As lieutenant-governor she hosted more than 170 ambassadors from around the world, as well as royal visits by Her Majesty Queen Elizabeth II, The Duke of Edinburgh, The Prince of Wales, The Earl of Wessex, and The Princess Royal. She made personal visits to 242 schools and universities throughout the province; met with and expanded relations with aboriginal elders and chiefs throughout the province, becoming the first lieutenant-governor to attend every Treaty Day while in office; visited schools and communities throughout Northern Saskatchewan with Canadian astronaut Dafydd Williams, promoting the value of education and the possibilities of academic and professional pursuit; and served as patron to more than 100 arts, education, healthcare, and community organizations.

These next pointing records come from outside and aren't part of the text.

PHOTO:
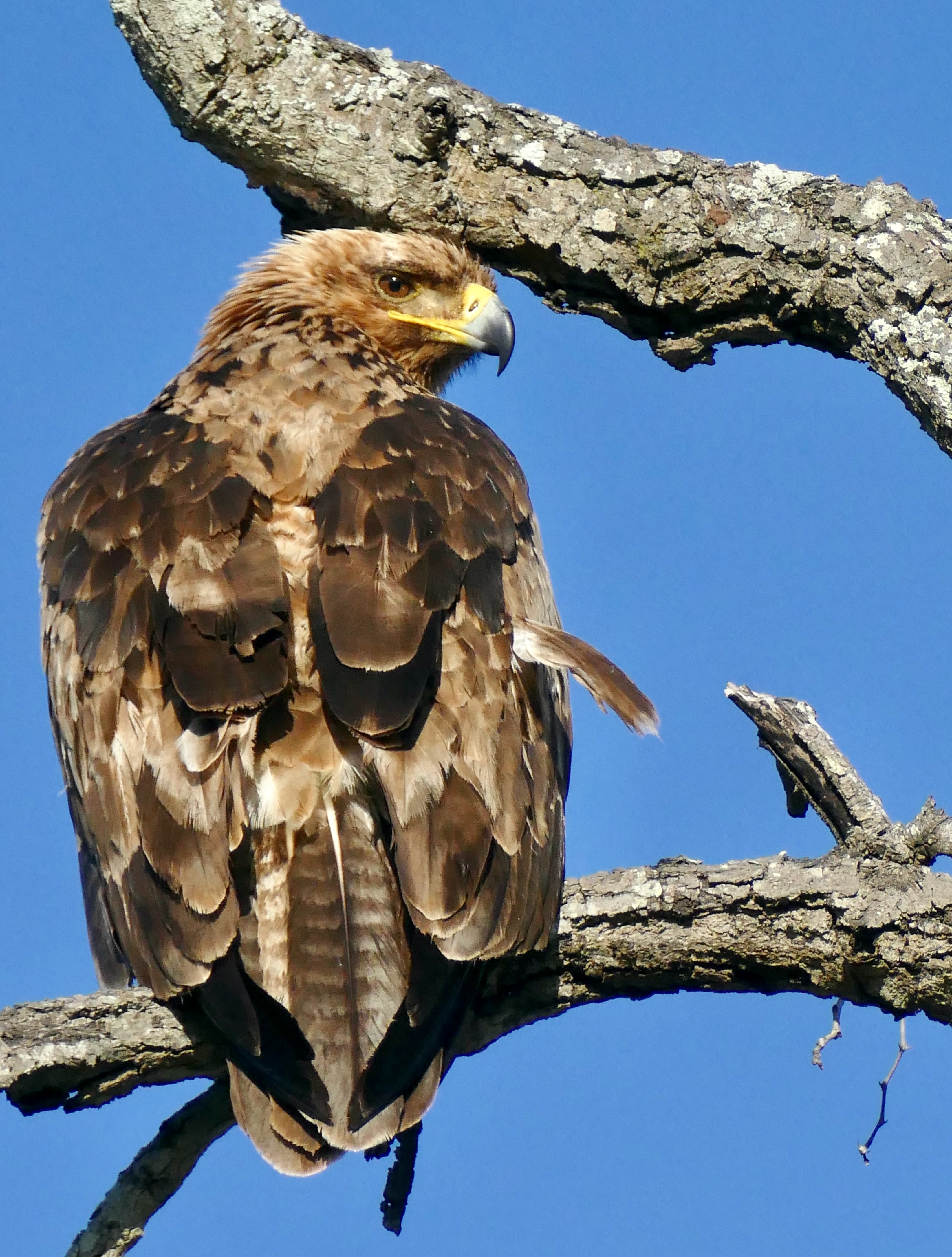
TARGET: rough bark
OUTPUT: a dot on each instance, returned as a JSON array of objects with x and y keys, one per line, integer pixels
[
  {"x": 868, "y": 923},
  {"x": 156, "y": 1173},
  {"x": 666, "y": 245}
]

In the course of her career, Haverstock showed a consistent commitment to improving the lives of people in Saskatchewan communities, leading the nation in dealing with the impact of economic stress on farm families. She received four doctoral fellowships and nine distinguished honours and awards, including the Saskatchewan Order of Merit and the Gzowski Award for contributions to improving literacy.
Chief Justice Edward D. Bayda
An honorary doctor of laws will be conferred on The Honourable Edward Bayda on June 6, shortly after commencement of the convocation ceremony at 2 p.m.
Bayda’s name is in many respects synonymous with the big issues that have faced Saskatchewan and Canada in the latter part of the 20th century and the early part of the 21st.
As head of the Law Reform Commission (1974-76), the Vancouver Port Grain Handling Inquiry (1974-75), and the Cluff Lake Board of Inquiry (1977-78) – and as a jurist whose interpretation of Canada’s Charter of Rights left a lasting mark on the nation – he has helped shape the justice system, the grain industry, the uranium industry and individual rights for generations yet to come.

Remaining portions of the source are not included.